In air transport networks, the airport with low constrain holds a higher status in the structural hole and has more superiority in terms of airport competition.

3.3. Centrality Metrics

As the above 2 are local metrics, the network structure cannot be explored from an overall perspective. In fact, some local nodes showing less significance may play an immense role in the overall network. Therefore, this paper introduces path-based metrics—centrality metrics, which are conducive to the analysis of nodes from an overall perspective. Three kinds of centrality metrics are introduced in this section: weighted triangle betweenness centrality, weighted closeness centrality, and weighted eigenvector centrality. The usual centrality metrics show drawbacks of neglecting the strength of connections between nodes, and the assessment results of node importance may be inaccurate. Hereby, this paper adopts weighted centrality metrics to improve the accuracy of the node importance assessment results, which can better reflect the structural characteristics of the weighted air transport network.

3.3.1. Weighted Triangle Betweenness Centrality

Lee [41] first proposed the weighted triangle betweenness centrality, $C_{TBi},$ in 2013, which is applied to evaluate the ability of a node as a mediator in the weighted network by computing the number of times the node plays the intermediary role between other nodes. For node $v_i$, $C_{TBi}$ is expressed as:

$$C_{TBi}=\frac{1}{\left(N-1\right)\left(N-2\right)}{\displaystyle \sum }_{k=1,j=1}^{N}f\left(i\right),i\ne j\ne k$$

(4)

$$f\left(i\right)=\{\begin{array}{c}1, if A_{jk}<\mathit{min}(A_{ij},A_{ik})\\ 0,\hspace{1em}\hspace{1em}\hspace{1em}\hspace{1em}\hspace{1em}\mathit{else}\end{array}.$$

(5)

In air transport networks, the airport with high weighted triangle betweenness centrality plays a central and transfer role and is highly likely to become hub airport that has a high level of passenger connections and transfers [22,23].

3.3.2. Weighted Closeness Centrality

Weighted closeness centrality, $C_{Ci},$ was first proposed by Freeman [42], and considers the reciprocal of the sum of weighted shortest path length between the node and other nodes [7]. The difference between edge and path is that the former is used to describe the connection of 2 directly connected nodes, while the latter is composed of several edges and can be used for the connection of 2 nodes not directly connected.

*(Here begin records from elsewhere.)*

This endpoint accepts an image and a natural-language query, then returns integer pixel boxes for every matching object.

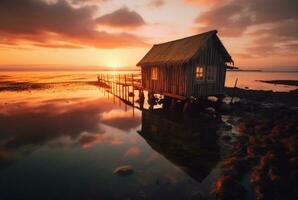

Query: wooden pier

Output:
[97,73,145,110]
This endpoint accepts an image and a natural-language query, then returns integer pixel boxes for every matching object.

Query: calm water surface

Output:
[0,72,297,200]
[0,73,224,200]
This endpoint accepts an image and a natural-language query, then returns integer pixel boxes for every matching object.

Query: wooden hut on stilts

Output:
[137,30,233,99]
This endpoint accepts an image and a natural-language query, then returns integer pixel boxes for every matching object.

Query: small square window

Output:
[196,66,204,80]
[151,67,157,80]
[207,65,216,81]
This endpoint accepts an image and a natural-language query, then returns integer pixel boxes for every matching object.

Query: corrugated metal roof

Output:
[137,30,233,66]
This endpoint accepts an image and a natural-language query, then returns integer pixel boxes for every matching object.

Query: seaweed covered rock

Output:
[213,176,245,200]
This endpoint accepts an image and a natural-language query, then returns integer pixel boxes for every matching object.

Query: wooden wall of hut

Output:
[141,36,226,97]
[142,65,186,96]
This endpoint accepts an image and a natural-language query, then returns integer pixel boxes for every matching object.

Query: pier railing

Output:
[97,73,144,109]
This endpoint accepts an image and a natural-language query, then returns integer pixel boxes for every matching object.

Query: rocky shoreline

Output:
[213,88,298,200]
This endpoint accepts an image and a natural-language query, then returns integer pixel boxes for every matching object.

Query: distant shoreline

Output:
[256,80,298,86]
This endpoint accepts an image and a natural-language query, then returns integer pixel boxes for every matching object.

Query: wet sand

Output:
[258,80,298,86]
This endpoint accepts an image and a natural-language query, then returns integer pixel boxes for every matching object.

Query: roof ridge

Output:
[153,29,217,46]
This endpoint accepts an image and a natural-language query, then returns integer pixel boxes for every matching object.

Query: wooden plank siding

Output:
[141,36,226,97]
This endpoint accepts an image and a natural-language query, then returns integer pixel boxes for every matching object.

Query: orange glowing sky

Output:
[0,0,298,69]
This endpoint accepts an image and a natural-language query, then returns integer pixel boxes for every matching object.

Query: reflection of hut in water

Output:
[140,110,219,182]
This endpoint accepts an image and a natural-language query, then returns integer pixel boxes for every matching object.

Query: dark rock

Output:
[114,165,134,176]
[213,176,245,200]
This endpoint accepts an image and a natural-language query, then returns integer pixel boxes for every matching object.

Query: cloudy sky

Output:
[0,0,298,69]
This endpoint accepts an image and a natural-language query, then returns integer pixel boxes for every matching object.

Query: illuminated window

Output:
[207,65,216,81]
[151,67,157,80]
[196,66,204,80]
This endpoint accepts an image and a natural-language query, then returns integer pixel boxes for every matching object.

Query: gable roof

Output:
[137,30,233,66]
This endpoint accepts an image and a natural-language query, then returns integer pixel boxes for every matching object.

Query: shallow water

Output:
[0,72,296,200]
[0,73,226,200]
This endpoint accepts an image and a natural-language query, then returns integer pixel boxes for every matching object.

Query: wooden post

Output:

For 2 nodes, $v_i$ and $v_j$, assuming that there are m paths from node $v_i$ to node $v_j$, and $\left\{v_i,v_1,v_2,\cdots ,v_r,v_j\right\}$ represents the nodes in the p-th path, then the weighted path length, $d_p,$ is:

$$d_p=\frac{1}{A_{i1}}+\frac{1}{A_{12}}+\cdots +\frac{1}{A_{rj}}.$$

(6)

Using $\left\{d_1,d_2,\cdots ,d_p,\cdots ,d_m\right\}$ to represent the set of the weighted path length of all paths from node $v_i$ to node $v_j$, the weighted closeness centrality, $C_{Ci,}$ can be expressed as [42]:

$$C_{Ci}=\frac{2\left(N-1\right)}{{{\displaystyle \sum }}_{j=1}^N\left(d_{ij}^w+d_{ji}^w\right)},i\ne j$$

(7)

$$d_{ij}^w=\mathit{min}\{d_1,d_2,\cdots ,d_p,\cdots ,d_m\},$$

(8)

where $d_{ij}^w$ represents the weighted shortest path length from node $v_i$ to node $v_j$, which is equal to the minimum value of all the weighted path lengths.

For an airport, $C_{Ci}$ reflects the closeness between the airport and other airports, and, the larger the $C_{Ci}$, the more convenient it is to reach other airports [13].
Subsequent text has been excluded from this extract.